Me and Shadows actually go back a looong time, as I first saw the game when I met with Games Farm in the summer of 2014. Back then, they were still with Bitcomposer, which unfortunately filed for bankruptcy a few months later. As a result, all we got was “Book 1” of the game, with the promised second (and final) chapters disappearing into the oblivion – at least, until they gained the rights to the game and Kalypso allowed them to finish it. An engine switch (to allow for the console versions) and a few years later, and the game is finally here – along with a new title: Awakening.

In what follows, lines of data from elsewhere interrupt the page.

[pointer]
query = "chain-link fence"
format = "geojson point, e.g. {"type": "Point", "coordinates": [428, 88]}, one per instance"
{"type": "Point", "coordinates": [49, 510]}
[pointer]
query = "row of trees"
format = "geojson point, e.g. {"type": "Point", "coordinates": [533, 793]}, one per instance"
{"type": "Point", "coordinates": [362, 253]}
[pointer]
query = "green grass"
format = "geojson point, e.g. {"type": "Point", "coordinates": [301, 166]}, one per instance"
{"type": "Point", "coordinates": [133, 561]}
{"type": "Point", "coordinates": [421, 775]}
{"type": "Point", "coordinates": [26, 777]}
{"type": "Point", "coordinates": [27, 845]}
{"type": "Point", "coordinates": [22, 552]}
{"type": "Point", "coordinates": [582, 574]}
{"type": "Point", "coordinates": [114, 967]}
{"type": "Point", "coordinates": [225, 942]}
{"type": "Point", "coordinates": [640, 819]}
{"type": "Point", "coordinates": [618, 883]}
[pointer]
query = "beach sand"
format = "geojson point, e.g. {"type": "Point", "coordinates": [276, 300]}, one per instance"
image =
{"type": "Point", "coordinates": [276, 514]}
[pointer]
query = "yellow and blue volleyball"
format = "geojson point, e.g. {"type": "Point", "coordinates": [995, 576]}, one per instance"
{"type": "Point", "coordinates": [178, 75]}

It’s actually hard to imagine how closely connected Heretic Kingdoms and Awakening are when you look at them. The new engine has provided not only additional detail to the game (making sure it fits in well with the current console generation), but you also get a slightly closer up view of the action – which works well when playing on a larger screen.

shadows awakening

The central plot remains unchanged though – you assume the role of a Devourer, a demon able to consume souls and thus switch freely between the spirit and mortal realms. Your Devourer is tied to the spirit realm, but the heroes he absorbs act as his avatars in the mortal realm. It may sound like a bit of a gimmick, but it actually works great both in combat/gameplay and in the narrative sense. To start with the latter – Shadows features branching story paths where you can either (broadly speaking) follow the ‘path of the Devourer’ or attempt to restore the mortal world that your captured souls left behind. Add a ton of side quests into the mix, and this is an action RPG with plenty of lore content.

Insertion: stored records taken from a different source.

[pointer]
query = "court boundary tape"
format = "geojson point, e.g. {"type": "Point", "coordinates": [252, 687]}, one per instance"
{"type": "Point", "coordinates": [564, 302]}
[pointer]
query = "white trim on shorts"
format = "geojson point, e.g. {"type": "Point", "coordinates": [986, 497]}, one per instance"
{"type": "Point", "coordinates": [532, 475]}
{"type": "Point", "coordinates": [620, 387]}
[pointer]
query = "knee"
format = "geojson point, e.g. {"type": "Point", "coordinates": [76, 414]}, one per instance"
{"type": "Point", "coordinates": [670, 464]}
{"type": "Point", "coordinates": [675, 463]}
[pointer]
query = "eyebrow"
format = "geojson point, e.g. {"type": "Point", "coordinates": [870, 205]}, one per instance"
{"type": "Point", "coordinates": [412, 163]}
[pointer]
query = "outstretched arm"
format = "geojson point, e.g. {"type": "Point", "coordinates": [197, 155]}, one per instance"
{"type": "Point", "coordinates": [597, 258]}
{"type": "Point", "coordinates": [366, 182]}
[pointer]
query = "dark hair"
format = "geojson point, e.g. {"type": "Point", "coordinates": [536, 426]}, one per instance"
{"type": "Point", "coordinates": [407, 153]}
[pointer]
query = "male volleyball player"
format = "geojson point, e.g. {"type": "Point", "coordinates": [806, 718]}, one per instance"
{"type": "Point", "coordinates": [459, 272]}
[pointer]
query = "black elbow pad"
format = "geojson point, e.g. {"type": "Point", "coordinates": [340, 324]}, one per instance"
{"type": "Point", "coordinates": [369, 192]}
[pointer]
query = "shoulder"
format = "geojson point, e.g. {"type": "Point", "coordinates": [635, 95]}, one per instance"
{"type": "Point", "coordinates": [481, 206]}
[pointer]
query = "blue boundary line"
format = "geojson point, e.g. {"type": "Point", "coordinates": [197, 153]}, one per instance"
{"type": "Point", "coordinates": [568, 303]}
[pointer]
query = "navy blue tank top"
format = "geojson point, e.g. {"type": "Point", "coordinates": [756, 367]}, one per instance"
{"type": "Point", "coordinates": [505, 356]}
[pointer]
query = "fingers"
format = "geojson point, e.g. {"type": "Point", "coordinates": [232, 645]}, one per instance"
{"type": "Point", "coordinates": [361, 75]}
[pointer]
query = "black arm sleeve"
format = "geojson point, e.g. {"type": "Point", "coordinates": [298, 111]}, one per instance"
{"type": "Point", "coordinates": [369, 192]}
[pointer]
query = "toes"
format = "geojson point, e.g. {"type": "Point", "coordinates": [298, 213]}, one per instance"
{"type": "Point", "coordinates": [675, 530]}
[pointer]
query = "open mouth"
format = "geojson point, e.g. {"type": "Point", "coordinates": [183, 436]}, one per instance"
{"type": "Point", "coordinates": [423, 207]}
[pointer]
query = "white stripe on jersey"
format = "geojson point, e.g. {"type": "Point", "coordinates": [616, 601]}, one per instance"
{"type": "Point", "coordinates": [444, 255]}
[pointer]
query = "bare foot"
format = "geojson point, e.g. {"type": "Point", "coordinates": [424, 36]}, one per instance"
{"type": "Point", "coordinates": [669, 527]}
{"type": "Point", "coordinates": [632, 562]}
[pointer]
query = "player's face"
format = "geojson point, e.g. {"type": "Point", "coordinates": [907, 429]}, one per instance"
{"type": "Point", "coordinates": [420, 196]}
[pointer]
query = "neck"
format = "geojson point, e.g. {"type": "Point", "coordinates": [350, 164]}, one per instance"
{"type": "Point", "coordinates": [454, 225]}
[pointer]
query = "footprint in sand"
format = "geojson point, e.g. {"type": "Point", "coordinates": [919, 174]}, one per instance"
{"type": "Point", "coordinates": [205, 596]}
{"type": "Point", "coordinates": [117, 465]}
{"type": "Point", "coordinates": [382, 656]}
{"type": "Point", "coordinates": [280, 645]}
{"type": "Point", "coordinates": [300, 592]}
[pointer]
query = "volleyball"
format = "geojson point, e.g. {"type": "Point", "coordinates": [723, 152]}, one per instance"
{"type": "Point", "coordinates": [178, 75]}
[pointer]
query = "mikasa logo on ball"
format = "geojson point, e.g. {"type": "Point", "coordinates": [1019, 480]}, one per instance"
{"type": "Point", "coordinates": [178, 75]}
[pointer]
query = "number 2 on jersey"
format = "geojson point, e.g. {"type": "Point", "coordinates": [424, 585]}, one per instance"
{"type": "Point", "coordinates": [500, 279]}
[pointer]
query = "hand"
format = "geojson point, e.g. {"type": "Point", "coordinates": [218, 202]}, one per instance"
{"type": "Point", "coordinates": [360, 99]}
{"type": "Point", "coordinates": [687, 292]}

In combat, you’ll find that exploiting an enemy’s weakness in the shadow realm is not possible when you switch to the mortal realm. In other words, you might run into an impenetrable shield and find that switching realms is the key to taking it down – before switching back and hurting your now shieldless enemy. It’s a mechanic that mostly applies to bigger foes, but it’s a novel concept for a single player game. Similarly, switching between realms also gets you past some of the game’s puzzles, which provide fun breaks in between the questing and combat sequences.

shadows awakening3

The gameplay, as well as the visuals, are reminiscent of Diablo 3 – right down to the point where the souls you devour are class-based and thus affect the gameplay style you adopt when you enter the mortal realm. You choose between three distinct (fallen) heroes at the start, but will also acquire other additional souls during your campaign (that you switch between). And like Diablo 3, there is a ton of loot and plenty of items to sift through and equip. Managing inventory across multiple characters can become a bit of a chore though – as can grinding for experience points in two different realms at the same time.

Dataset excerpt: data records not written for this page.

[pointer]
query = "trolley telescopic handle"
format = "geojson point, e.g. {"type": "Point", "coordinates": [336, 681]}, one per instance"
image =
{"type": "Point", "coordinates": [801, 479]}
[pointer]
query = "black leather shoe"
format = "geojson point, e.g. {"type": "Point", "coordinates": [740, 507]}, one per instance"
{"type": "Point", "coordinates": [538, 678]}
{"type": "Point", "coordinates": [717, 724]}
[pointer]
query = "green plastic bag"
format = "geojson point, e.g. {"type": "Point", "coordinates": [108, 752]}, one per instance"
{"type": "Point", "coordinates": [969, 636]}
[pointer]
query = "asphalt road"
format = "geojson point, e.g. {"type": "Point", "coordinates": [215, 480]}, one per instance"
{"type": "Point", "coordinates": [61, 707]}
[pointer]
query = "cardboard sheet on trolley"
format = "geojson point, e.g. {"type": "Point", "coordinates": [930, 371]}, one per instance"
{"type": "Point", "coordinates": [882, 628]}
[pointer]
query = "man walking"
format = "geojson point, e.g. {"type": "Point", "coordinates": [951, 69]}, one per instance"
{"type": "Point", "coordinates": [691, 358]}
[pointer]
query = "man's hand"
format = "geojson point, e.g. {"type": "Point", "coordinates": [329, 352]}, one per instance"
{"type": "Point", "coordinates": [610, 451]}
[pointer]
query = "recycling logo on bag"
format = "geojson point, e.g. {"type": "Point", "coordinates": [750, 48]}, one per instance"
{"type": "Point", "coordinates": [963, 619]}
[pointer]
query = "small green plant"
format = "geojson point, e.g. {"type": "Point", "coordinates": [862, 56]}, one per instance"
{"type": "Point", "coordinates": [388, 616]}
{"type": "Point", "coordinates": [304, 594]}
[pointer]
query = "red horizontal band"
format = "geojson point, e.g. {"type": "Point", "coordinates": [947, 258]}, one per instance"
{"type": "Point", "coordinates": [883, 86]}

Shadows: Awakening controls great with a gamepad as well, as you have easy access to different (special ) attacks and easy realm-switching at your disposal. I liked having mouse control in the inventory portions of the game, but the combat’s great with a gamepad. Further polish includes solid voice acting to deliver the narrative, as well as visual effects that I don’t remember being in the original PC version.

All in all, this is a fun and interesting fantasy action RPG that I’m glad was brought back to Kalypso. The inventory and grinding mechanics could use some streamlining, but a look at nearly every game in the genre shows that it’s not easy to get right. The realm switching mechanic is a fun touch that works well, as are the many puzzles.